Singkat kisah, tibalah Sang Bupati naik podium dan memberikan orasi. Saya sudah siap mental mendengarkan tausyiah normatif di tengah cuaca yang cukup terik. Tapi, kali ini saya memeroleh kejutan yang asik. Pidatonya padat, sistematis, dan yang paling membahagiakan: substansinya bertenaga. Ia visioner karena bertekad melindungi warga dari serbuan pemilik modal yang memenuhi sudut wilayah (misalnya melarang operasi minimarket). Dia juga pengemban misi yang mulia karena rakyatnya telah terpenuhi total kebutuhan pelayanan sosial dasar, khususnya asuransi kesehatan dan pendidikan. Lebih dari itu, matanya juga berbinar ketika menjelaskan ada alokasi anggaran Rp 30 miliar (di tengah jepitan fiskal) untuk mendorong pemuda-pemudi desa menjadi wirausahawan. Baginya, desa harus menjadi jendela keberhasilan Lombok Utara.
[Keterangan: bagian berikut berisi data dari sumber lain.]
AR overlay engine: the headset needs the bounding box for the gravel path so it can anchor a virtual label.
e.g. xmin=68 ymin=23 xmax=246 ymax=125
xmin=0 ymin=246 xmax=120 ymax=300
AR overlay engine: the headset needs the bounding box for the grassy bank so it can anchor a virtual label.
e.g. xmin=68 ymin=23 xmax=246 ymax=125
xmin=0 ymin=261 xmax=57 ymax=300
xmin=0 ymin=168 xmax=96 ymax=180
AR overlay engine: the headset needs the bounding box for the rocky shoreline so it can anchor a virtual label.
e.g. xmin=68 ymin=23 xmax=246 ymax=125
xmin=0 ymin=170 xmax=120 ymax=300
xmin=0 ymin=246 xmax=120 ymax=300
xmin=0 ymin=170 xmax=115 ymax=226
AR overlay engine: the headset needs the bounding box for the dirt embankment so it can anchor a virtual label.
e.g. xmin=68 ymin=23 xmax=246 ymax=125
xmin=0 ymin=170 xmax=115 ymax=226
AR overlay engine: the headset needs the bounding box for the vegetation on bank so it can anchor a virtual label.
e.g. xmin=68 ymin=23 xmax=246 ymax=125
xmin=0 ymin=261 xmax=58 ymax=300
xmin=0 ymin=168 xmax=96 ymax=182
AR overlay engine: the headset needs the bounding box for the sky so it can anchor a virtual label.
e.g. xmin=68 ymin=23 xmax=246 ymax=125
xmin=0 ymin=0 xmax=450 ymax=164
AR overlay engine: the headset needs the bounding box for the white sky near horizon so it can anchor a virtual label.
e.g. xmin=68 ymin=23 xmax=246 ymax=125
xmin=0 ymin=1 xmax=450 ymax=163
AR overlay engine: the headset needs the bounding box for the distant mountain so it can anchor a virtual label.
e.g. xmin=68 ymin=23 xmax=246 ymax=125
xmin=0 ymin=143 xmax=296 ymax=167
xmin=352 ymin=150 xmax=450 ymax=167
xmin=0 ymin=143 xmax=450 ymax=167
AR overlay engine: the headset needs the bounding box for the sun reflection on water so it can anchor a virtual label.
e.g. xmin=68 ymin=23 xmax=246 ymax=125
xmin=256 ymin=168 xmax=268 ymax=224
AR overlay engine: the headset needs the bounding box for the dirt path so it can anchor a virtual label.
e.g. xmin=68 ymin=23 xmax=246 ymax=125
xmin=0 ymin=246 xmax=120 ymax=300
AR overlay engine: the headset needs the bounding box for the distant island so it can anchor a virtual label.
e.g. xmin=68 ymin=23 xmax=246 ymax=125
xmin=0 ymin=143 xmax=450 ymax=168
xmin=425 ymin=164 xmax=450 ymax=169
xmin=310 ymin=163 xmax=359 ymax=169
Siang yang terik itu membuat hari saya tak lagi panas, namun adem karena siraman kebijakan yang tajam tersebut. Saya tentu tak boleh terjebak hanya kepada kesan (apalagi sebatas lisan), tapi mesti terukur dengan bukti yang lebih sahih. Hal pertama yang saya lihat, kami membantu membangun pasar yang tak seberapa, dan ternyata pada lokasi yang sama Pemda Lombok Utara membangun pula pasar dengan volume 4-5 kali lipat. Ini baru pertama kali saya temui daerah yang memiliki komitmen seperti ini. Lantas, saya bertanya pula ke masyarakat, apakah memang nyata pemihakan pemimpinnya tersebut? Dengan sigap dijawab: antara ucapan dan perbuatannya tak ada selisih jarak.
Suatu saat saya mesti keliling sendiri ke kabupaten itu, memastikan apa yang sedikit saya lihat dan dengar itu memang gambar utuh dari wilayah yang baru pemekaran 10 tahun silam. Wajah teduh Pak Bupati semoga memang pancaran dari kesejukan batin seluruh warga. Aneka ujian masih harus dia hadapi pada hari-hari mendatang, seperti halnya perkara kehidupan sendiri yang silih berganti menghadang. Saya baru saja mengenal dan menyalaminya siang tadi, tapi hati saya merasa hangat layaknya bertemu sahabat lama, mungkin karena kebajikan dan ketulusan yang terpancar dari parasnya. Satu hal yang tak saya lupa, ia mengirim pesan: anak bangsa tak laik hidup nestapa.